Variants

The codebase allows you to choose the variant for tuning and experimenting with the framework.

Basic Seldonian

To begin with, we implemented vanilla Seldonian algorithm to classify the datapoint into 2 groups with difference in true positives as the fairness constraint.

To use this mode, you need to add CLI parameter base as:

python main.py base

Improvements to confidence interval

In the candidate selection process, we used Hoeffding inequality confidence interval as follows-

\[estimate \pm 2 \sqrt{\frac{ln(1/\delta)}{2 |D_{safety}|}}\]

Instead, this interval can be improved by using a separate values for - a.) error in candidate estimate and b.) confidence interval in safety set as follows-

\[estimate \pm \sqrt{\frac{ln(1/\delta)}{2 |D_{safety}|}} + \sqrt{\frac{ln(1/\delta)}{2 |D_{candidate}|}}\]

This will specifically be helpful in cases where the difference between the sizes of the 2 data splits is huge.

To use this mode, you need to add CLI parameter mod as:

python main.py mod

Improvement in bound propagation around constant values

As constants have fixed value, there is no need to wrap a confidence interval around them. Thus, the \(\delta\) value can directly go to other variable child and need not be split equally into half in case of binary operator when the other child is a constant. The figures below show naive and improved implementation of bound propagation in case of constant value of a node of the same tree respectively.

_images/const.png

To use this mode, you need to add CLI parameter const as:

python main.py const

Improvement in bound propagation from union bound

A user may defined the fairness constraint in such a way that a particular element appears multiple times in the same tree. Instead of treating all those entities as independent elements, we can combine all the elements together union bound and then use the final value of \(\delta\). This will theoretically improve the bound and give us better accuracy and more valid solutions.

Example: Suppose we have A appearing 3 times with \(\delta/2\), \(\delta/4\) and \(\delta/8\). We can simply take the

\[\delta_{sum} = 7\delta/8\]

and find the confidence interval using that \(\delta\).
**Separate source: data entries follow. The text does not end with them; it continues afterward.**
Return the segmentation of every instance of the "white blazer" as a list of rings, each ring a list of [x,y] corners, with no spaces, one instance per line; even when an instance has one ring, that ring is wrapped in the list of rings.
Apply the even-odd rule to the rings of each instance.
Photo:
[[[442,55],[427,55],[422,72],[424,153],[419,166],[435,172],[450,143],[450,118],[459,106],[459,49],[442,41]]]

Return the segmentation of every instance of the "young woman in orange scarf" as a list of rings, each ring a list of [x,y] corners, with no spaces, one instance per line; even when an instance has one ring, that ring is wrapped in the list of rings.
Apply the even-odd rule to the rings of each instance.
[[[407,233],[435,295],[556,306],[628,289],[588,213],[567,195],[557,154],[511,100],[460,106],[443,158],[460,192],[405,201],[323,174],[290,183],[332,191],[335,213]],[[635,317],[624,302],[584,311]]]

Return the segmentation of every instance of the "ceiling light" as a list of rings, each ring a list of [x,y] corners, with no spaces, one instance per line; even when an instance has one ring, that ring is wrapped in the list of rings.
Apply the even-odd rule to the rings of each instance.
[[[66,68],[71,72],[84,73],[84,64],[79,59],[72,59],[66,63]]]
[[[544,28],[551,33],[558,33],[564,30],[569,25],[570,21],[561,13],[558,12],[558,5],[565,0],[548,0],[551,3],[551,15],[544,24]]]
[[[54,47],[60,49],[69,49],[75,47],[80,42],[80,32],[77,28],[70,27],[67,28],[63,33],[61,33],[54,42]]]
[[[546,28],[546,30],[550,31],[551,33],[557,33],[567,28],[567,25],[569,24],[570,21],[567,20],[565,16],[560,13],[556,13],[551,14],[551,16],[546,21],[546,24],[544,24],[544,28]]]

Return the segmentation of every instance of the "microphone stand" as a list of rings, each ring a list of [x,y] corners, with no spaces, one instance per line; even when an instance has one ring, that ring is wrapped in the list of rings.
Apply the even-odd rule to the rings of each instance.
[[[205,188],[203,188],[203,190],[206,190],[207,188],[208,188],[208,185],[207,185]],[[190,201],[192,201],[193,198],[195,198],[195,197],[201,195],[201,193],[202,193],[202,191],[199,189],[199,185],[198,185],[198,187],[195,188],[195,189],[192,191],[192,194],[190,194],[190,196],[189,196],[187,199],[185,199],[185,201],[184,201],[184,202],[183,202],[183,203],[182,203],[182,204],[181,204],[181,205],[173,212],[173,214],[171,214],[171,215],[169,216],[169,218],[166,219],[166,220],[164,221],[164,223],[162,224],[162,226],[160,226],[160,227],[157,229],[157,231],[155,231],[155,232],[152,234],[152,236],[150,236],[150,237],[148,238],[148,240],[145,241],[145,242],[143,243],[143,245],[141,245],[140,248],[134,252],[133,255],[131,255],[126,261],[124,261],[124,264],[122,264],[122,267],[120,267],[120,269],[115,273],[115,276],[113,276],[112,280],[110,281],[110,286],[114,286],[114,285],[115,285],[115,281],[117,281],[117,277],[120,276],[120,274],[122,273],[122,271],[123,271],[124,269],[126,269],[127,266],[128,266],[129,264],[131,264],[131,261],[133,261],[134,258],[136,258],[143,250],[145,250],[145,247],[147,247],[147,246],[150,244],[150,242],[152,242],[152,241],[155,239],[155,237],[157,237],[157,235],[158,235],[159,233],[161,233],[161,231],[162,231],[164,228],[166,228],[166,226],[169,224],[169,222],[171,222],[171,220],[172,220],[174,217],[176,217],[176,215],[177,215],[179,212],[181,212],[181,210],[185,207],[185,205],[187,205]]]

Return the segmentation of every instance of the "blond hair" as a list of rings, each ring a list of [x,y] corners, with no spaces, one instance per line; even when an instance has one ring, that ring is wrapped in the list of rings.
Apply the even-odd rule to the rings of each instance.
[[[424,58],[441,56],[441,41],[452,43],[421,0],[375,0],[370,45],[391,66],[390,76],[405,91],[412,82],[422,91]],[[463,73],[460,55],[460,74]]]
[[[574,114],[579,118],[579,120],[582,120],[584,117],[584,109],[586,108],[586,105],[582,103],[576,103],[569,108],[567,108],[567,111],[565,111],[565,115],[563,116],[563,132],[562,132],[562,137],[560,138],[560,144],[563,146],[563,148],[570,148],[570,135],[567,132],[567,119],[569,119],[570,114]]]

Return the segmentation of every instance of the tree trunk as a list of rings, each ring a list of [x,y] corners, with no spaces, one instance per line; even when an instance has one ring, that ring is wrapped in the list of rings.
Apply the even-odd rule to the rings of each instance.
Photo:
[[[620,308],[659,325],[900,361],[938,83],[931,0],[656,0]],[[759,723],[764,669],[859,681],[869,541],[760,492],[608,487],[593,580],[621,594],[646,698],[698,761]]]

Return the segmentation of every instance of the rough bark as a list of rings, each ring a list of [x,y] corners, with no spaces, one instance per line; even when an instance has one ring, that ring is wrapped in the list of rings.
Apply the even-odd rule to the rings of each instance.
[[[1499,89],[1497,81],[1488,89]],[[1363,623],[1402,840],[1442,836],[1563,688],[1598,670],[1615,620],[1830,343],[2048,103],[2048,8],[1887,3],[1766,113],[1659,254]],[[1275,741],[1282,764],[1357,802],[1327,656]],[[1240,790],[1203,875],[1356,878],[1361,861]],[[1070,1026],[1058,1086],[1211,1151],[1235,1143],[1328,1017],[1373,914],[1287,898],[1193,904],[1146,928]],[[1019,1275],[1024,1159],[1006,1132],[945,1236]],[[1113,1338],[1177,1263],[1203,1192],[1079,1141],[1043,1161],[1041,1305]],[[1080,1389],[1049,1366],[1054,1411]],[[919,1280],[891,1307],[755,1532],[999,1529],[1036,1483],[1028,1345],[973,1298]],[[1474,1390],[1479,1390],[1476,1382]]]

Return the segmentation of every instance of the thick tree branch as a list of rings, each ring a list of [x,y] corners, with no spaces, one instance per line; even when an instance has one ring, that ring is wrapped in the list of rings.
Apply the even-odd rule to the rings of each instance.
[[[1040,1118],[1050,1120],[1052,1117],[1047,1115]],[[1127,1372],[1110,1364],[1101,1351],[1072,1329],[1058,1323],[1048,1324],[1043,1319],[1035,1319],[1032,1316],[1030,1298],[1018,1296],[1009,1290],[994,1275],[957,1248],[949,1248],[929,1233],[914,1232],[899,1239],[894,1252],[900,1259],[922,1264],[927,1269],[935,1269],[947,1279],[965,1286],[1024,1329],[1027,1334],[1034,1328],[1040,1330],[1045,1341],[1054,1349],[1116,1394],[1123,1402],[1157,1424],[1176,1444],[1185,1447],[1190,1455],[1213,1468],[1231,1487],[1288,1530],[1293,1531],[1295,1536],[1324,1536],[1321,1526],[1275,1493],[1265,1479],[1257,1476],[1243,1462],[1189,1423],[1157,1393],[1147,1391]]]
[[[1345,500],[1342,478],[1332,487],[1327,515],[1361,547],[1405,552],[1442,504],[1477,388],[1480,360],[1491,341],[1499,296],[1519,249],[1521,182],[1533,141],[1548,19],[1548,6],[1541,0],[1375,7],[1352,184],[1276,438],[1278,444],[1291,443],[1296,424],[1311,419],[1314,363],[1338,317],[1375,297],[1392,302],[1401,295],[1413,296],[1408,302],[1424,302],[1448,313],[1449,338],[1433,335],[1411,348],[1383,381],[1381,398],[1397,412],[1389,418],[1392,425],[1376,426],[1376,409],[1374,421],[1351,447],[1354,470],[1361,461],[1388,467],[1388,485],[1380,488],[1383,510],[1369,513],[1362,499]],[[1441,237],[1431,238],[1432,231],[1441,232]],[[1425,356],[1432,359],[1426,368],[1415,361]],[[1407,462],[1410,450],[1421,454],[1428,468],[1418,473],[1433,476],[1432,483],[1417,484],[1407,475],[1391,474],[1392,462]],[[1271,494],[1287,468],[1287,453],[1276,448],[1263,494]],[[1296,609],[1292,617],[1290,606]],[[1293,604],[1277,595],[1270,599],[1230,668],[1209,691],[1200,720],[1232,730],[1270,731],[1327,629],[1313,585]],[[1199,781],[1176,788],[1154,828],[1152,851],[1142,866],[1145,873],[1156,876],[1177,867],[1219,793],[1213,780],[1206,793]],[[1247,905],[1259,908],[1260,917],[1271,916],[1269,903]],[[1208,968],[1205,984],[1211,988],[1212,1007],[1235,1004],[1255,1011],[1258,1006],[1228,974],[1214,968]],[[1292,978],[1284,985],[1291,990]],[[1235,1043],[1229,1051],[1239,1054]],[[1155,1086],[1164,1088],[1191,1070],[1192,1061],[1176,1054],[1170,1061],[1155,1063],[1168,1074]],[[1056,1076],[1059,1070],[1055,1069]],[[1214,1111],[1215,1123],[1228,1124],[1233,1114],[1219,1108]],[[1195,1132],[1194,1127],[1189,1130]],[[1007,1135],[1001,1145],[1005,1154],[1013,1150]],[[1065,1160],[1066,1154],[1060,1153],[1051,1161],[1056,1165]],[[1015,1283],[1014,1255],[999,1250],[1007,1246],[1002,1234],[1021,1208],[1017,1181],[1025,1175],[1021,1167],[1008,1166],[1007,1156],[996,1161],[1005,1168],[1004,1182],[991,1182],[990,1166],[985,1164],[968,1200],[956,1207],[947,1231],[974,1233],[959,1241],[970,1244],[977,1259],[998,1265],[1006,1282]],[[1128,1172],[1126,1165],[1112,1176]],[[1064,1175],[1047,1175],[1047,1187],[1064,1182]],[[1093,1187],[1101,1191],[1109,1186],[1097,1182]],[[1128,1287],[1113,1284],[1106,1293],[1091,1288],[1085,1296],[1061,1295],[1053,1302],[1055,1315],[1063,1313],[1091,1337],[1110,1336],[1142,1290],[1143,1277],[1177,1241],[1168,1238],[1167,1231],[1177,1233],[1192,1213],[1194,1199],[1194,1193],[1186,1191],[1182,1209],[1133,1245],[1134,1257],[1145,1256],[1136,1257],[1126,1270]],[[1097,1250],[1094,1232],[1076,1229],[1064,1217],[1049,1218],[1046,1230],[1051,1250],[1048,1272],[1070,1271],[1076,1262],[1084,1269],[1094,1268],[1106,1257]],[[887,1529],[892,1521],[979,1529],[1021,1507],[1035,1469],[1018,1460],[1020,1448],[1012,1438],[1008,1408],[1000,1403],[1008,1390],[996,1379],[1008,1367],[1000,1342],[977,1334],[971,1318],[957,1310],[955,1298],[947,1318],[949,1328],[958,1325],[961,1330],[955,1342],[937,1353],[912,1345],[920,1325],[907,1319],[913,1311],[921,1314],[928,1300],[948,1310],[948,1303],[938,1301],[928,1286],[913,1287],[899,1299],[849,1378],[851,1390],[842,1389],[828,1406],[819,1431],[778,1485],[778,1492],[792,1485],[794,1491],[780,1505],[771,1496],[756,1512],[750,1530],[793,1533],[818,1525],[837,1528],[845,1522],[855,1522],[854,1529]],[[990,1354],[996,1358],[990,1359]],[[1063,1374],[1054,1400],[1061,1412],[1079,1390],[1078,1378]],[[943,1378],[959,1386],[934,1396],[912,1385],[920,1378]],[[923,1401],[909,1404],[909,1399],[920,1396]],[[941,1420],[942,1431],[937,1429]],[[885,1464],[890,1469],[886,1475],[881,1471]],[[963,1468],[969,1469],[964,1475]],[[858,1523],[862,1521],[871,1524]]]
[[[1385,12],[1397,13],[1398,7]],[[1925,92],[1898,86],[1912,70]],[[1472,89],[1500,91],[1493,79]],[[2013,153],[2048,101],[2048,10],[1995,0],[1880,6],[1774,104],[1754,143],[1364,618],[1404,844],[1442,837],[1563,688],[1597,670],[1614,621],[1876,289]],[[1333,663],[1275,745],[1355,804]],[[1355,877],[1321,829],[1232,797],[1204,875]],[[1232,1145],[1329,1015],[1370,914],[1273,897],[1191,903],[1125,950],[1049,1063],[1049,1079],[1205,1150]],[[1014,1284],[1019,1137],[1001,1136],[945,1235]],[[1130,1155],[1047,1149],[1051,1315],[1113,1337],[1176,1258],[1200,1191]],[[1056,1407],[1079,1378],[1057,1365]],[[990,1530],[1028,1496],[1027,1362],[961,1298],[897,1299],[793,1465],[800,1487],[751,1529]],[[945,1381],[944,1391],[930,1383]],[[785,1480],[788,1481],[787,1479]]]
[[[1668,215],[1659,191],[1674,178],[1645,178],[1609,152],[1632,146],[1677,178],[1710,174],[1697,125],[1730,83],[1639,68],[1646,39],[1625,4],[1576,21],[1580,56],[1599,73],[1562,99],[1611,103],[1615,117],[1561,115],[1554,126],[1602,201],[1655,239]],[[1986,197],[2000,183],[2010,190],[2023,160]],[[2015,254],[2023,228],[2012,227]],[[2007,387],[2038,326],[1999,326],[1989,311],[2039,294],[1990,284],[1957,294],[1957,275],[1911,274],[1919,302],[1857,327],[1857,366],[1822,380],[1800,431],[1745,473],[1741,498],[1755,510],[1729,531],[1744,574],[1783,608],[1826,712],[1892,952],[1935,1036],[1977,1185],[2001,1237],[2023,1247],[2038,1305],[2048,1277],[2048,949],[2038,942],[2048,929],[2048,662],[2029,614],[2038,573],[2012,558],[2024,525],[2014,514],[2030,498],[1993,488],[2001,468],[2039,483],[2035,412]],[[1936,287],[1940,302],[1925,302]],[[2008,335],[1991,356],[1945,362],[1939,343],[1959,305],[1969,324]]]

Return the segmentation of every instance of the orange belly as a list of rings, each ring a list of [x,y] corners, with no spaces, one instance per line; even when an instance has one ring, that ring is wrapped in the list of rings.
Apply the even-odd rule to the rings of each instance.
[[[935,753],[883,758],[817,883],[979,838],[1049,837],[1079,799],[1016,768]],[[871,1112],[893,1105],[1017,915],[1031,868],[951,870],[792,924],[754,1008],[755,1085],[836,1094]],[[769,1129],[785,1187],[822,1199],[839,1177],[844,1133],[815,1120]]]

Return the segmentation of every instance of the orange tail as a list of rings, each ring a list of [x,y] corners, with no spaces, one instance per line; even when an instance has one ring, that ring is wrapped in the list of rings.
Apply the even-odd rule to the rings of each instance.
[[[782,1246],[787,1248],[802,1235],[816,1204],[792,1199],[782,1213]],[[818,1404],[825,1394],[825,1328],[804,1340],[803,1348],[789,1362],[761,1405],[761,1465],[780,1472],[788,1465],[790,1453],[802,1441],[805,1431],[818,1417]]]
The figures below show the naive and improved implement using this functionality respectively.

_images/bound-no.png _images/bound-yes.png

To use this mode, you need to add CLI parameter bound as:

python main.py bound

Combining all of the above optimizations

This can be done by using the opt mode as:

python main.py opt

Optimization with Lagrangian/KKT

To use Lagrangian/KKT technique to optimise the objective function to get candidate solution, several additional modification are done:

  • Objective function: The implementation to find the candidate solution and setting the value of the objective function (which is minimized) is changed to the following-

\[-fhat + (\mu * upperbound)\]
  • Value of \(\mu\) : We calculate the value of \(\mu\) as

\[-\nabla f( \theta^{*})/ \nabla g_{i}( \theta^{*})\]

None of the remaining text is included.